Allerdings hat das Berufungsgericht in einer Hilfsbegründung ausgeführt, selbst wenn die Regeln des Anscheinsbeweises zu Gunsten der Klägerin angewendet werden würden, so wäre doch der Anscheinsbeweis erschüttert durch gewisse in den Entscheidungsgründen des Urteils im einzelnen erörterte Bedenken gegen die Annahme, daß das Mangan im Wasser des Brunnens der Klägerin aus dem in den Bombentrichter der Beklagten geschafften Abraum stamme. Hierbei hat das Berufungsgericht übersehen, daß der Anscheinsbeweis von dem Gegner der Partei, zu deren Gunsten der Anscheinsbeweis spricht, hier also von der Beklagten, ausgeräumt werden muß. Der Anscheinsbeweis führt zwar nicht zu einer Umkehrung der Beweislast, sondern er ist bereits dann entkräftet, wenn die ernsthafte Möglichkeit eines anderen Sachablaufs als des erfahrungsmäßigen besteht, jedoch müssen die Tatsachen, aus denen eine solche ernsthafte Möglichkeit zu entnehmen ist, von dem zur Ausräumung des Anscheinsbeweises Verpflichteten voll bewiesen werden (BGHZ 6, 169 [171]; 8, 239 [240]). Es läßt sich den Erwägungen des Berufungsgerichts nicht entnehmen, daß es die in diesen Entscheidungen erwähnten Rechtsgrundsätze beachtet hat. Einmal muß die Möglichkeit, daß im Jahre 1948 noch andere Ursachen für die Herkunft des Mangans im Wasser des Brunnens der Klägerin bestanden haben, eine naheliegendeund ernsthafte gewesen sein (vgl. die Urteile des erkennenden Senats BGHZ 8, 239 [240]; LM § 286 [C] ZPO Nr. 10, 12, 15 und 17), was sich aus dem angefochtenen Urteil nicht ergibt. Außerdem genügt es nicht, daß das Berufungsgericht insoweit Zweifel und Bedenken gehegt hat, sondern es ist entscheidend ob entsprechende konkrete Tatsachen von der Beklagten nachgewiesen worden sind.
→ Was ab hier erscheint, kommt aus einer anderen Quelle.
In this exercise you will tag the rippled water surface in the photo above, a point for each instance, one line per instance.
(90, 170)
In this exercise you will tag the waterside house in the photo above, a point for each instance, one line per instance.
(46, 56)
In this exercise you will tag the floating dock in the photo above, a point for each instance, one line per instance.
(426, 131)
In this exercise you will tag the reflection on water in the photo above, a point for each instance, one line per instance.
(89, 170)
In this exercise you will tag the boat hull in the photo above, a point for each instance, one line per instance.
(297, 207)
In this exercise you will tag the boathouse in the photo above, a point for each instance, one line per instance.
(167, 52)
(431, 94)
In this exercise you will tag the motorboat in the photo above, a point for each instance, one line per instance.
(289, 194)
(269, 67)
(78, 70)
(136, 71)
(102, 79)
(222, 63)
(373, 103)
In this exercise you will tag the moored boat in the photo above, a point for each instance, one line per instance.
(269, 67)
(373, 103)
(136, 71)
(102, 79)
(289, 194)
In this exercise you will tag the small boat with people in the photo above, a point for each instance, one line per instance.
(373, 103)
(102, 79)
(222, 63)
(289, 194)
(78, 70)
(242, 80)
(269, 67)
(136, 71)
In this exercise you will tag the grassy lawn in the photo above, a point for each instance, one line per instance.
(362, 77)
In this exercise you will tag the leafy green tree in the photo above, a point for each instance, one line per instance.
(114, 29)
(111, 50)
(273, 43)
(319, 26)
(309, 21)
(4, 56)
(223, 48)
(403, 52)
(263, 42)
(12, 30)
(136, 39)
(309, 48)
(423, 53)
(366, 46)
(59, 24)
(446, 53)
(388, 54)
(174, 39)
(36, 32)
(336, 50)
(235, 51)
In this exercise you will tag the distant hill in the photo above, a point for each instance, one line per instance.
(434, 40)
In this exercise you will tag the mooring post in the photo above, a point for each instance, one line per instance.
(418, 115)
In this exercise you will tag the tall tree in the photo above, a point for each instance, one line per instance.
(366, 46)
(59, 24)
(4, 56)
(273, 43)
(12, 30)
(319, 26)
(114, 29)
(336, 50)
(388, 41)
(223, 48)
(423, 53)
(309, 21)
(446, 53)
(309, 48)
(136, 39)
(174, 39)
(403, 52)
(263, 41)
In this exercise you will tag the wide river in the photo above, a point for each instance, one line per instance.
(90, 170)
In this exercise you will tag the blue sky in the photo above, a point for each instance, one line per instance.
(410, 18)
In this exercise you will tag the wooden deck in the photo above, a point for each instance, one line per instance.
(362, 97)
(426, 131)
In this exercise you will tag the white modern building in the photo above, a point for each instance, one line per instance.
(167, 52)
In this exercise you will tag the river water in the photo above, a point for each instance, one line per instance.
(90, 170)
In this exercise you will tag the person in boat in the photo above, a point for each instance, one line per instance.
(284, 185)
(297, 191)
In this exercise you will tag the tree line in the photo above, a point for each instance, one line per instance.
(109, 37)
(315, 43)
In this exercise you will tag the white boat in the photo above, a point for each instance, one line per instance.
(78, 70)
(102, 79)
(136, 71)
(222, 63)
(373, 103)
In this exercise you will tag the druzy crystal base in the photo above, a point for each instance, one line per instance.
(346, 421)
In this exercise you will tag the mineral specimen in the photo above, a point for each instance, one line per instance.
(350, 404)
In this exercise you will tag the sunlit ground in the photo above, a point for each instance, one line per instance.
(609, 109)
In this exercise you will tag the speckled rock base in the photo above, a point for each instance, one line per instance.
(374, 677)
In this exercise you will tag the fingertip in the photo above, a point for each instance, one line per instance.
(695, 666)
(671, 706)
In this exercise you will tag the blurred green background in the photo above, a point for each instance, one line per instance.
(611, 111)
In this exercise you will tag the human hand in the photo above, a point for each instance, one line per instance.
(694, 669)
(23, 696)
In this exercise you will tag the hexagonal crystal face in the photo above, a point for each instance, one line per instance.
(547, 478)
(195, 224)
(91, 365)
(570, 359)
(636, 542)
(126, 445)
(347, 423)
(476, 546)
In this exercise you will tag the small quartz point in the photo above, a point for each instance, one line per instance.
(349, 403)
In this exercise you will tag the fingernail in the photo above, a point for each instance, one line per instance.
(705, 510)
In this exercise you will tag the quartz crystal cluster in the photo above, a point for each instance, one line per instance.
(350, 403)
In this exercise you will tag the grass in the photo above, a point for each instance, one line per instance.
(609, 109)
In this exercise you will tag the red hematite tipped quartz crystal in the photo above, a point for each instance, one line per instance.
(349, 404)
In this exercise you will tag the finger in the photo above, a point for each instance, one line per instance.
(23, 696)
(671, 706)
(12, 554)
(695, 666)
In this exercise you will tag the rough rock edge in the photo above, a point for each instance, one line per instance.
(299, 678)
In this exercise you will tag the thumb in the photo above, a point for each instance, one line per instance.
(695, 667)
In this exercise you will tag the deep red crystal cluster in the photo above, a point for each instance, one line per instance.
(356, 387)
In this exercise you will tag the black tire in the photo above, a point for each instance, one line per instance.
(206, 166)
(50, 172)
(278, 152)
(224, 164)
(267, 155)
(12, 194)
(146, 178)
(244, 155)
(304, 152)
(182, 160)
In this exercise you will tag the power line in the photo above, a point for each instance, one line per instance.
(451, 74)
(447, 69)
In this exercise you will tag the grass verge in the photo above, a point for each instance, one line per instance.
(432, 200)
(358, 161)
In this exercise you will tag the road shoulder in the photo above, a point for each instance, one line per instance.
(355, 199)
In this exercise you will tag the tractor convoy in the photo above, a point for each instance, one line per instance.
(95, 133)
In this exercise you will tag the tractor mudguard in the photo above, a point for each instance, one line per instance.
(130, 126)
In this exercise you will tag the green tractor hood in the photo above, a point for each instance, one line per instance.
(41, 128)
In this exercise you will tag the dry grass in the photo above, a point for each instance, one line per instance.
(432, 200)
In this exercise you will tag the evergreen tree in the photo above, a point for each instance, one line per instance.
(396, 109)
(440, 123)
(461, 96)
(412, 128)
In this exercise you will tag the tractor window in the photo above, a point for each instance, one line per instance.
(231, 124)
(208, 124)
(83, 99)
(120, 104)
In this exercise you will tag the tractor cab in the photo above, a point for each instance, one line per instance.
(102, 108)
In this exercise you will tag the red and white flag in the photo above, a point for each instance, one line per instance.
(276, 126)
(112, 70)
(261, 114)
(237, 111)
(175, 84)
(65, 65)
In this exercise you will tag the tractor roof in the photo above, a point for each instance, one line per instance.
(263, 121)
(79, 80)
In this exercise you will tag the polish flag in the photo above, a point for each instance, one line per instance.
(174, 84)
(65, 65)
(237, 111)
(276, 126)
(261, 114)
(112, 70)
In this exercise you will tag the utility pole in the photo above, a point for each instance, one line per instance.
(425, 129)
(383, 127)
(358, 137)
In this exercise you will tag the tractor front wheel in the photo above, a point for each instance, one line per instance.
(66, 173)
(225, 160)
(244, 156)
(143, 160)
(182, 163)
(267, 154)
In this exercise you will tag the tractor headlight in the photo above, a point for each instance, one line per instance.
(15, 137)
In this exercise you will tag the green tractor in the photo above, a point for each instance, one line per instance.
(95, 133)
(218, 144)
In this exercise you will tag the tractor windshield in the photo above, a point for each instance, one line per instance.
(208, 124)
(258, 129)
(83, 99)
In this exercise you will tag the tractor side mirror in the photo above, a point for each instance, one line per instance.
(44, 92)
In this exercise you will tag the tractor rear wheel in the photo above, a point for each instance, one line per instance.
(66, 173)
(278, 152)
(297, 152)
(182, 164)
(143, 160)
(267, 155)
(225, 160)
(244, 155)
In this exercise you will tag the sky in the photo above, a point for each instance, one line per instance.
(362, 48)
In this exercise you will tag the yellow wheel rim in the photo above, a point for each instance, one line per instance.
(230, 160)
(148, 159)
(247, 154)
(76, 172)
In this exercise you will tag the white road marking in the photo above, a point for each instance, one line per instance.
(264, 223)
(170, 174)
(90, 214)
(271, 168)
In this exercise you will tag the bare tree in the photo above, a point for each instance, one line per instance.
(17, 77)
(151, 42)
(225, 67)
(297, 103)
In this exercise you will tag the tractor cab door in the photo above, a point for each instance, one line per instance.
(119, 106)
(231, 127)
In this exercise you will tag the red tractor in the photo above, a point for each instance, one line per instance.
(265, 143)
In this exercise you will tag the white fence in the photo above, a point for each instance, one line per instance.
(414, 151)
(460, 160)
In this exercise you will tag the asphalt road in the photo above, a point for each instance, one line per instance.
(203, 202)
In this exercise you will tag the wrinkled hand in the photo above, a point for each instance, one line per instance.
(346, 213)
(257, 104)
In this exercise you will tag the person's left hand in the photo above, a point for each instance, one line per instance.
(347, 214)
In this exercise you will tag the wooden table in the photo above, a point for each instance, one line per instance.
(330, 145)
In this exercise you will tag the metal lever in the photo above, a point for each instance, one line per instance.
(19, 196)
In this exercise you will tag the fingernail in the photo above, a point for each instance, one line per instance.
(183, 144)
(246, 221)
Mithin kommt es darauf an, ob ein Erfahrungssatz mit dem erwähnten Inhalt besteht. Hierzu enthält das angefochtene Urteil keine Darlegungen. Es kann daher aus diesem Grunde keinen Bestand haben, sondern es muß aufgehoben und die Sache, da weitere Aufklärung erforderlich ist, an das Berufungsgericht zurückverwiesen werden.
6.)
Für die neue Verhandlung sei bemerkt:
a)
Das Berufungsgericht ist nicht gehindert, sich der Hilfe von Sachverständigen zu bedienen, um das Bestehen eines Erfahrungssatzes festzustellen, wie er hier von Bedeutung sein kann (Rosenberg, Lehrbuch des deutschen Zivilprozeßrechts, 7. Aufl § 112 III 2 S 527; Stein-Jonas-Schönke ZPO, 17. Aufl § 282 Anm. II 3 und II 1 vor § 402). Die Zuziehung eines Sachverständigen wird sich jedenfalls dann als notwendig erweisen, wenn das Berufungsgericht nicht die nötige Sachkunde besitzt, um die Frage nach dem Bestehendes Erfahrungssatzes selbst zu beantworten.
b)
Falls das Berufungsgericht einen zu Gunsten der Klägerin sprechenden Erfahrungssatz feststellen und die Beklagte den ihr sodann obliegenden Beweis nicht erbringen kann, steht die Ursächlichkeit zwischen der Einbringung des Abraums in den Bombentrichter der Beklagten und der Verschmutzung des Wassers im Brunnen der Klägerin mit Mangan fest. In diesem Falle wird das Berufungsgericht weiter zu prüfen haben, ob die Beklagte rechtswidrig und schuldhaft gehandelt hat. Sollte ein eigenes Verschulden der Beklagten an der Einbringung des Abraums in den Brunnentrichter nicht nachweisbar sein, so kommt es weiter darauf an, ob die Beklagte für den der Klägerin entstandenen Schaden aus § 831 BGB in Anspruch genommen werden kann.
Die Entscheidung über die Kosten der Revision ist aus Zweckmäßigkeitsgründen dem Berufungsgericht vorbehalten worden.